PoetTrader,
In reading your post it sounds to me like your objective is to not be called out on the NVDA shares you hold, but rather to buy some new shares at a higher basis to deliver when you get assigned resulting in a realized loss. I'm not a tax expert, but I don't think you can make this work. Even if you could get the broker to identify the shares recently purchased as the shares delivered to meet assignment, the calls are too far ITM to be "qualified". It is my understanding the IRS generally frowns on the selling of ITM calls as a means of in effect taking your money out of an investment without realizing a gain on the underlying shares. I really don't know how they would deal with this. I expect others here know a lot more about it, but you might find something useful here
cboe.com
I think you would have the same issues with the puts, even if you got your broker to agree that the stock put to you would be identified as the stock delivered to meet assignment on the calls.

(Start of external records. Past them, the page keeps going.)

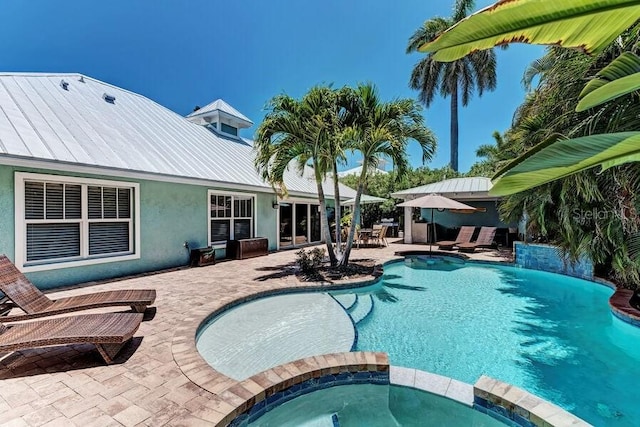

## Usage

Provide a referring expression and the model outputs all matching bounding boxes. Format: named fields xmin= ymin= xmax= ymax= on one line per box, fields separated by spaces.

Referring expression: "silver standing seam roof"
xmin=391 ymin=177 xmax=497 ymax=201
xmin=336 ymin=165 xmax=388 ymax=178
xmin=0 ymin=73 xmax=355 ymax=199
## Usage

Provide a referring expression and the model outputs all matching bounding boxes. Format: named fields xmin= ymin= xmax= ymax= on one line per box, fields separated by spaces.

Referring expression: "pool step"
xmin=349 ymin=294 xmax=374 ymax=324
xmin=333 ymin=294 xmax=357 ymax=311
xmin=301 ymin=413 xmax=339 ymax=427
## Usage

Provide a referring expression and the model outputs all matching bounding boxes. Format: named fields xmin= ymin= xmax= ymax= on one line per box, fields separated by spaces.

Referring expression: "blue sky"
xmin=1 ymin=0 xmax=543 ymax=173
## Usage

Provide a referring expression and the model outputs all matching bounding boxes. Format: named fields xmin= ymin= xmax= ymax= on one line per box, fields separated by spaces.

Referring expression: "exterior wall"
xmin=0 ymin=166 xmax=15 ymax=261
xmin=255 ymin=192 xmax=278 ymax=249
xmin=0 ymin=165 xmax=279 ymax=289
xmin=514 ymin=241 xmax=594 ymax=280
xmin=420 ymin=201 xmax=514 ymax=229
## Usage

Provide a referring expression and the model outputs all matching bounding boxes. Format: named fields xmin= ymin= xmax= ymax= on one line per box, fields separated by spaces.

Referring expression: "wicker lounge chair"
xmin=457 ymin=227 xmax=497 ymax=253
xmin=0 ymin=312 xmax=143 ymax=364
xmin=437 ymin=226 xmax=476 ymax=250
xmin=0 ymin=255 xmax=156 ymax=323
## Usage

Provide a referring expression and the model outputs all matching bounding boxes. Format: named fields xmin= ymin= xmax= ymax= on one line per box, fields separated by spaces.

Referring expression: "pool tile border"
xmin=229 ymin=367 xmax=390 ymax=426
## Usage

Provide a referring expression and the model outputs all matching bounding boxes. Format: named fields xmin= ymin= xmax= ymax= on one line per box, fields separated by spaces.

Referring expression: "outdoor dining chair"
xmin=371 ymin=225 xmax=389 ymax=247
xmin=0 ymin=255 xmax=156 ymax=323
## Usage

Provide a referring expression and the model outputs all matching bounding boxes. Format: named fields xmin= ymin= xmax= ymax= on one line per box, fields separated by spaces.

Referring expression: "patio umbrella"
xmin=397 ymin=193 xmax=477 ymax=252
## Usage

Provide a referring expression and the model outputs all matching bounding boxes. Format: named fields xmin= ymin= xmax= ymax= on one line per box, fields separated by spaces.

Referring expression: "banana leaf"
xmin=419 ymin=0 xmax=640 ymax=62
xmin=490 ymin=132 xmax=640 ymax=195
xmin=577 ymin=52 xmax=640 ymax=111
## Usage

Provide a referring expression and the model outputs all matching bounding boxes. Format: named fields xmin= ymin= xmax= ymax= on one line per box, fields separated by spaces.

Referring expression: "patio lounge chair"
xmin=437 ymin=226 xmax=475 ymax=250
xmin=0 ymin=255 xmax=156 ymax=323
xmin=0 ymin=312 xmax=143 ymax=364
xmin=457 ymin=227 xmax=497 ymax=253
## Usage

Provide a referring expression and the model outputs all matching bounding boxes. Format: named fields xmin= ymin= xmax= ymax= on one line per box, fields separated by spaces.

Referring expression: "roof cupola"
xmin=186 ymin=99 xmax=252 ymax=138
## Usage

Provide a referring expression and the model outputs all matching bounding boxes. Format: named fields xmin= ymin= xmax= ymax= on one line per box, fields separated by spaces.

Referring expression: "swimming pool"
xmin=331 ymin=258 xmax=640 ymax=426
xmin=196 ymin=257 xmax=640 ymax=426
xmin=247 ymin=383 xmax=505 ymax=426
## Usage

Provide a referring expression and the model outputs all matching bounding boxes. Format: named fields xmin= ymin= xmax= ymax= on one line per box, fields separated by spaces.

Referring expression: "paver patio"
xmin=0 ymin=242 xmax=510 ymax=426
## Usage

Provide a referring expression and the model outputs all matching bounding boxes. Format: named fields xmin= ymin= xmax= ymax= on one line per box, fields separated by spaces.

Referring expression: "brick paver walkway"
xmin=0 ymin=243 xmax=510 ymax=426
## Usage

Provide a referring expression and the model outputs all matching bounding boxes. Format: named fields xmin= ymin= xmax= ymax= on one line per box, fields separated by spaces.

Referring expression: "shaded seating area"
xmin=355 ymin=224 xmax=389 ymax=248
xmin=0 ymin=255 xmax=156 ymax=322
xmin=0 ymin=312 xmax=143 ymax=364
xmin=437 ymin=226 xmax=475 ymax=250
xmin=458 ymin=226 xmax=498 ymax=253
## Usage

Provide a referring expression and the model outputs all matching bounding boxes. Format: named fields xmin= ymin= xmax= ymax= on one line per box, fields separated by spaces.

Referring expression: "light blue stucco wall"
xmin=0 ymin=165 xmax=278 ymax=289
xmin=0 ymin=167 xmax=15 ymax=260
xmin=420 ymin=201 xmax=515 ymax=229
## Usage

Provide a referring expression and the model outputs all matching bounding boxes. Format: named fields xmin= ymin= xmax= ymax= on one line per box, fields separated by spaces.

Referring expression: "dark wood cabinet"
xmin=190 ymin=247 xmax=215 ymax=267
xmin=227 ymin=238 xmax=268 ymax=260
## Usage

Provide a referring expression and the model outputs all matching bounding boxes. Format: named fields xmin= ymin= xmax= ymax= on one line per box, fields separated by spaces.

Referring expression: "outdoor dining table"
xmin=357 ymin=228 xmax=373 ymax=247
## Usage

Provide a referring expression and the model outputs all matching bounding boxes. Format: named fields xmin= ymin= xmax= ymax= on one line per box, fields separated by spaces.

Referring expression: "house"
xmin=0 ymin=73 xmax=355 ymax=289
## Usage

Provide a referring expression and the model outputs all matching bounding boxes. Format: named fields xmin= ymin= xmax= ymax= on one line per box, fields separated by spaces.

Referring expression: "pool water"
xmin=333 ymin=259 xmax=640 ymax=426
xmin=248 ymin=384 xmax=505 ymax=426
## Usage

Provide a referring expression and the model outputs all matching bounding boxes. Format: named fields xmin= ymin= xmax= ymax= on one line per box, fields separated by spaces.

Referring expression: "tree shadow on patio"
xmin=253 ymin=258 xmax=379 ymax=283
xmin=253 ymin=262 xmax=298 ymax=282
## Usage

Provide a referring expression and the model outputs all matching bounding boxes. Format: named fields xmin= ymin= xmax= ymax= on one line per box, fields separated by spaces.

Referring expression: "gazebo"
xmin=391 ymin=177 xmax=516 ymax=245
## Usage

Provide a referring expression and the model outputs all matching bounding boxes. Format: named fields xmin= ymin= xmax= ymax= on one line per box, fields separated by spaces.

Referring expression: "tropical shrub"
xmin=296 ymin=248 xmax=326 ymax=274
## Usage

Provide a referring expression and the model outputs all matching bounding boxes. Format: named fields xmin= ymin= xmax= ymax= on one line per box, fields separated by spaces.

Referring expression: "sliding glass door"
xmin=279 ymin=201 xmax=322 ymax=248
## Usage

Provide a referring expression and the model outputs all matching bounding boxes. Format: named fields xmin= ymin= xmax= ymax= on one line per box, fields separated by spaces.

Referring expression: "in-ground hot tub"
xmin=238 ymin=382 xmax=505 ymax=427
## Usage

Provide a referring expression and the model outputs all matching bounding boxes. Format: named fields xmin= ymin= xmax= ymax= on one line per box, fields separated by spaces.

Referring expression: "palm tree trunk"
xmin=450 ymin=84 xmax=459 ymax=172
xmin=315 ymin=176 xmax=338 ymax=266
xmin=339 ymin=168 xmax=367 ymax=266
xmin=332 ymin=160 xmax=342 ymax=258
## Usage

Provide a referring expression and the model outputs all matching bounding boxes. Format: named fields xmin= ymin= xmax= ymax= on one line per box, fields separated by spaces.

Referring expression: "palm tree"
xmin=406 ymin=0 xmax=497 ymax=172
xmin=254 ymin=86 xmax=341 ymax=265
xmin=339 ymin=83 xmax=436 ymax=265
xmin=490 ymin=28 xmax=640 ymax=288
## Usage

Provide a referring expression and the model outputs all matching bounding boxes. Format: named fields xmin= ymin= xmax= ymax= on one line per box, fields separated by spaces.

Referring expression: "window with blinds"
xmin=209 ymin=192 xmax=254 ymax=245
xmin=22 ymin=177 xmax=135 ymax=266
xmin=87 ymin=186 xmax=132 ymax=256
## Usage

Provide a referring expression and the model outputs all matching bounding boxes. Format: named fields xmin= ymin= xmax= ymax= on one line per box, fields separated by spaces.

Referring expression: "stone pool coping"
xmin=390 ymin=367 xmax=591 ymax=426
xmin=474 ymin=376 xmax=591 ymax=427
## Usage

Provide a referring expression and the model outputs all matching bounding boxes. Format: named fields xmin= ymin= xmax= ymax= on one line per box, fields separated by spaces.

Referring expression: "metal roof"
xmin=336 ymin=165 xmax=388 ymax=178
xmin=0 ymin=73 xmax=354 ymax=199
xmin=391 ymin=177 xmax=496 ymax=200
xmin=187 ymin=98 xmax=253 ymax=124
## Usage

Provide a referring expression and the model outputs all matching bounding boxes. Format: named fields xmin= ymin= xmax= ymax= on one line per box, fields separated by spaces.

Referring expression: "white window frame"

I don't really understand what you gain by any of this. If your cost basis is 30.00 and you are called out at 30.00, you have no gains to worry about
As far as repair is concerned, NVDA has already run way past the point of effective repair. You could buy the calls back, but at this point it would be as if you had stood aside with no NVDA position, watched NVDA climb all the way up here and then decided it was time to buy. Is this where you want to enter NVDA? If it is, buy back your calls and look for a good strike and month to write, or just let it ride. If not, you might as well let it get called and hope for a better entry down the road.
I am definitely not the person to tell you where the market is going from here. I'm astonished at how far some of these stocks have come off the lows in such a short time in the face of economic weakness and poor earnings. We may all be astonished how low it goes the next time it turns down. What I do know is that if you do nothing here it is very unlikely you will lose on this trade. If you act now to allow yourself a little upside potential, you will also expose yourself to downside risk which could be substantial. Only you can decide if you are willing to accept that risk. For myself, I'll just put NVDA on a long list of shoulda coulda wouldas that got away.